Editor’s note: This is the first of two columns addressing the emerald ash borer.
Last month, the presence of the emerald ash borer in Shawnee County was confirmed at Lake Shawnee. This invasive pest is a killer of ash trees. It is to ash trees what Dutch elm disease was to elm trees in the 1960s-70s, when many communities lost all their shady, elm tree-lined streets and parks to the disease.
Ironically, ash trees were the tree of choice to replace the elm trees lost to Dutch elm disease.
The emerald ash borer attacks all ash trees, from nursery stock to healthy mature trees. It attacks all varieties of ash trees, except mountain ashes, which aren’t true ash trees. It appears to attack only ash trees.
Since its discovery in 2002 in southwest Michigan, the borer has killed millions of ash trees in the Great Lakes states. The pest’s spread has been aided by the interstate movement of infected nursery stock — moving infested logs to saw mills and, more recently, by unsuspecting campers transporting infested firewood to non-infested areas.
It’s now found in northeast Kansas, most states east of Kansas and all of our border states.
The emerald ash borer is a native of Asia and likely arrived in the United States in wood used in shipping crates for transporting goods from China. It is a small metallic-green beetle, about 1/2-inch long and 1/8-inch wide. It hibernates as pupae under the bark of an infested tree until it emerges as an adult emerald ash borer May through July.

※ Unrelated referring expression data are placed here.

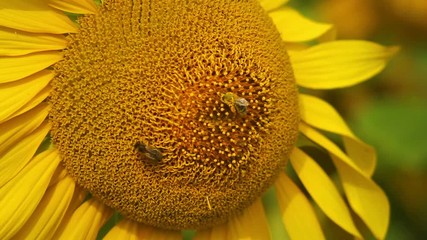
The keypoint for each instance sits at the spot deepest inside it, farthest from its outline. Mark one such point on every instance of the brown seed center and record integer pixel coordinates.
(177, 114)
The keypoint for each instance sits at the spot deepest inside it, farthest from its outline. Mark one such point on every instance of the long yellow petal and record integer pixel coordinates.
(16, 94)
(252, 224)
(18, 67)
(49, 213)
(323, 191)
(322, 115)
(79, 196)
(365, 197)
(86, 220)
(339, 64)
(15, 43)
(34, 102)
(298, 215)
(34, 16)
(15, 159)
(15, 129)
(21, 195)
(293, 27)
(269, 5)
(130, 230)
(75, 6)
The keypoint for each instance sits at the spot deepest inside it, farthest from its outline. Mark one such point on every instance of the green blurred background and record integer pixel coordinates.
(389, 111)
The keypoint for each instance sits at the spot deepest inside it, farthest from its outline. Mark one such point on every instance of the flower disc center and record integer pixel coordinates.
(175, 113)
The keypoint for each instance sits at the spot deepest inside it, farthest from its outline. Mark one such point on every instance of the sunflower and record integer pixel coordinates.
(146, 119)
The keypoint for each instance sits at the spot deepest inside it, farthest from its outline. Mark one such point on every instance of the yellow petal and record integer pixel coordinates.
(18, 67)
(75, 6)
(86, 220)
(364, 196)
(15, 159)
(79, 196)
(252, 224)
(34, 16)
(127, 229)
(323, 191)
(293, 27)
(21, 195)
(34, 102)
(322, 115)
(297, 213)
(339, 63)
(269, 5)
(15, 95)
(15, 42)
(49, 213)
(15, 129)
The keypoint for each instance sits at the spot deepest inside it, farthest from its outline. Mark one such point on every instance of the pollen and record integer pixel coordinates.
(177, 114)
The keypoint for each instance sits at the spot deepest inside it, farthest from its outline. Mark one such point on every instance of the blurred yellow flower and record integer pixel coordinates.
(178, 115)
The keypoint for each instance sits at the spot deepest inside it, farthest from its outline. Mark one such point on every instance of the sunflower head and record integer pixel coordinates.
(177, 117)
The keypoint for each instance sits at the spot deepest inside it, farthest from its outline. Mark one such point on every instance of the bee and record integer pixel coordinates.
(154, 155)
(235, 103)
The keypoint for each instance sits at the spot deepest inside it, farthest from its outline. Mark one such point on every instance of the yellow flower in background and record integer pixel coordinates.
(177, 115)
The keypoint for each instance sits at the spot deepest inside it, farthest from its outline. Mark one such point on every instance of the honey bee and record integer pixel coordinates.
(154, 155)
(235, 103)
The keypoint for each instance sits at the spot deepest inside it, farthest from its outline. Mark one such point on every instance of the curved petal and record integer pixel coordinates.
(34, 16)
(16, 94)
(293, 27)
(15, 159)
(339, 64)
(21, 195)
(323, 191)
(127, 229)
(322, 115)
(18, 67)
(34, 102)
(15, 43)
(79, 196)
(298, 215)
(366, 198)
(15, 129)
(252, 224)
(269, 5)
(50, 211)
(86, 220)
(75, 6)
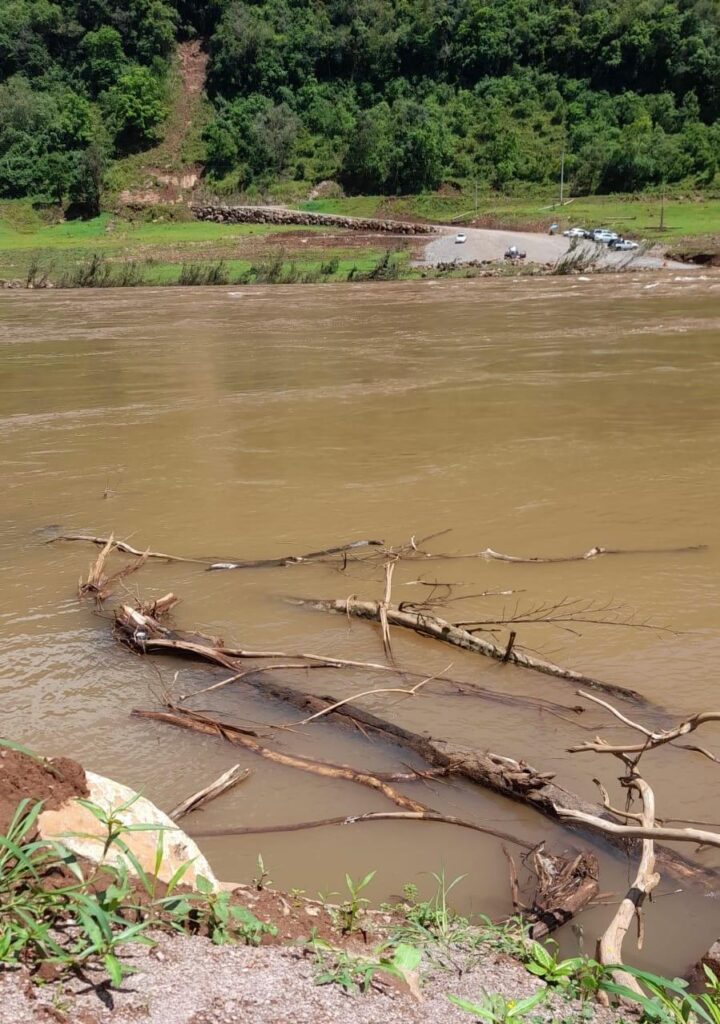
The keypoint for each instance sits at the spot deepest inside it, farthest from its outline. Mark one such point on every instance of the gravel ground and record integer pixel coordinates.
(191, 981)
(483, 244)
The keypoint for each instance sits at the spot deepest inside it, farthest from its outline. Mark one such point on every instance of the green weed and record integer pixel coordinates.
(104, 909)
(355, 974)
(350, 910)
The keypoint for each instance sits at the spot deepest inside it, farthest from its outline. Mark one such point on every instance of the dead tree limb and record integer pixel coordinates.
(210, 726)
(354, 819)
(611, 828)
(144, 634)
(127, 548)
(594, 552)
(99, 584)
(216, 563)
(646, 879)
(225, 781)
(563, 888)
(507, 776)
(651, 740)
(438, 629)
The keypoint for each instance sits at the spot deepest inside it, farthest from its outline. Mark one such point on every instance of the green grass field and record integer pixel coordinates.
(36, 238)
(632, 215)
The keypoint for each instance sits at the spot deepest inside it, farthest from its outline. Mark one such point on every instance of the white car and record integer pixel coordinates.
(603, 235)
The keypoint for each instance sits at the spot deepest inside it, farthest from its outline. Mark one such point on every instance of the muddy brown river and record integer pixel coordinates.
(533, 417)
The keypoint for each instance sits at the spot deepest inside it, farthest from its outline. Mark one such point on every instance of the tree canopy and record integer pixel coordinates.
(383, 95)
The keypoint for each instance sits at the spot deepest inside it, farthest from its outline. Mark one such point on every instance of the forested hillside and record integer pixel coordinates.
(382, 95)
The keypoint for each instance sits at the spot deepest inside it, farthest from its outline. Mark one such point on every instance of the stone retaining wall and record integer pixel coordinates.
(278, 215)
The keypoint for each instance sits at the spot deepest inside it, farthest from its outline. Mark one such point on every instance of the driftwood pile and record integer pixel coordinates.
(565, 884)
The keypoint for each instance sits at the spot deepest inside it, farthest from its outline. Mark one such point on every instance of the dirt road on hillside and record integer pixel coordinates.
(483, 244)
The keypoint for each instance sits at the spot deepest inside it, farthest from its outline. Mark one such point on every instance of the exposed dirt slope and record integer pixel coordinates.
(164, 174)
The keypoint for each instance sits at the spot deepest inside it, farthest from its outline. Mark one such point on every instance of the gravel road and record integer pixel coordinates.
(482, 244)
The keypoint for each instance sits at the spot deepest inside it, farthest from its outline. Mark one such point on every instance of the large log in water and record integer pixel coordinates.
(508, 776)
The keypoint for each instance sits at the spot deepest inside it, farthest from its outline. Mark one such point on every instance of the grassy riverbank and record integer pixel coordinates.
(165, 246)
(690, 216)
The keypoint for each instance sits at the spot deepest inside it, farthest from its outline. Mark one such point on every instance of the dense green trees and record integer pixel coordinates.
(81, 81)
(383, 95)
(395, 95)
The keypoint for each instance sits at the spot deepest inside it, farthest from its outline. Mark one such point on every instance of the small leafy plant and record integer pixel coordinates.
(212, 911)
(350, 910)
(670, 1003)
(497, 1010)
(582, 976)
(85, 921)
(355, 974)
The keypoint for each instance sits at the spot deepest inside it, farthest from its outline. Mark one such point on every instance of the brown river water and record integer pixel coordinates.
(533, 417)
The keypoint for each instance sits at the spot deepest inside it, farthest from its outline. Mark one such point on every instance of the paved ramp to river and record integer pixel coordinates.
(483, 244)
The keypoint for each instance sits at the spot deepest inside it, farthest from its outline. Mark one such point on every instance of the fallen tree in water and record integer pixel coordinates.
(438, 629)
(643, 825)
(508, 776)
(214, 563)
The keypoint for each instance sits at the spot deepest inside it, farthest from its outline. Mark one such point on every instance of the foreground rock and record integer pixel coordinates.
(79, 829)
(60, 783)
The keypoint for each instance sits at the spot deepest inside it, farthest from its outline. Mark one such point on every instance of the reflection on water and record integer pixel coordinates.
(537, 417)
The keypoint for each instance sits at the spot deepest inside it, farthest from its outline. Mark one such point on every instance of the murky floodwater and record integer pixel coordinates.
(537, 417)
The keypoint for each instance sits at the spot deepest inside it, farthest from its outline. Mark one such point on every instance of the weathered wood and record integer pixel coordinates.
(507, 776)
(144, 634)
(216, 563)
(646, 879)
(353, 819)
(438, 629)
(221, 784)
(595, 552)
(564, 888)
(210, 726)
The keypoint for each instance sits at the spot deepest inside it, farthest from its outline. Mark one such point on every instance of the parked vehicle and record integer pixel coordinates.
(603, 235)
(514, 253)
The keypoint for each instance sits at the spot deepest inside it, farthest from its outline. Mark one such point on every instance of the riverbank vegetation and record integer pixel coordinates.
(381, 97)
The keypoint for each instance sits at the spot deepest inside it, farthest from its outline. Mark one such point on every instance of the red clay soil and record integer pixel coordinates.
(52, 781)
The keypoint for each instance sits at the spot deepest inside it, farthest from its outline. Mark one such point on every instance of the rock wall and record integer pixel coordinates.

The female lays eggs in the crevices of the ash tree bark. The eggs hatch in seven to 10 days, and the larvae bore through the bark and into the cambium layer of the tree. As the larvae eat their way — making S-shaped tunnels in the cambium — they cut off the flow of nutrients to and from the top of the tree to the roots.
As a result, the top branches of the tree, called the canopy, start to die. This is usually the first sign the tree is under attack by the emerald ash borer. Other signs include increased woodpecker activity, because the birds seek out the borer larvae and adults; D-shaped holes in the bark as the adult borers bore their way out of the tree; leafy sprouts at the base of the tree; and vertical splits in the bark.
Depending on the level of infestation, the tree likely will die in one to three years. However, note that drought, diseases and other insects also can kill ash trees. If you see ash trees with these symptoms, call the Kansas Department of Agriculture at (785) 862-2180 for guidance.
The record for successful insecticide use for saving an ash tree from the emerald ash borer is spotty. Some efforts have shown success with up to 99-percent reduction in the number of emerald ash borers in treated trees as compared to untreated trees in the same area. However, all researched treatment efforts indicate an ongoing annual, biannual and maybe eventually triannual treatment program will be necessary.
Also, some early research indicates that with some treatment techniques, the emerald ash borer population continues to increase in treated trees, although at a slower rate. Therefore, the techniques may be only delaying the inevitable loss of the tree.
For most cities, the solution has been to remove dead and dying ash trees. However, ongoing research is showing enough progress that some communities now are trying systemic insecticide treatment efforts as a cost-effective option to removal and disposal of diseased ash trees.
A home treatment option and chemicals are available. But considering the lower effectiveness and the legal limitations on home treatment efforts, homeowners should carefully consider the ongoing cost versus the likely success of the efforts.
Professional tree specialists have better equipment, greater access to more effective chemicals and fewer restrictions to successfully treat ash trees for the emerald ash borer. Homeowners need to consider the value of each ash tree versus the cost of removal or ongoing cost of treatment, which may or may not save the tree.
In any case, research shows that when half of the tree has died, there is little likelihood any treatment can save it.
Here’s some timely advice from the experts. First, the obvious: Don’t plant ash trees. Second, if someone guarantees that they can protect your ash tree, hold on to your wallet.
Ed Dillingham is a Shawnee County Master Gardener.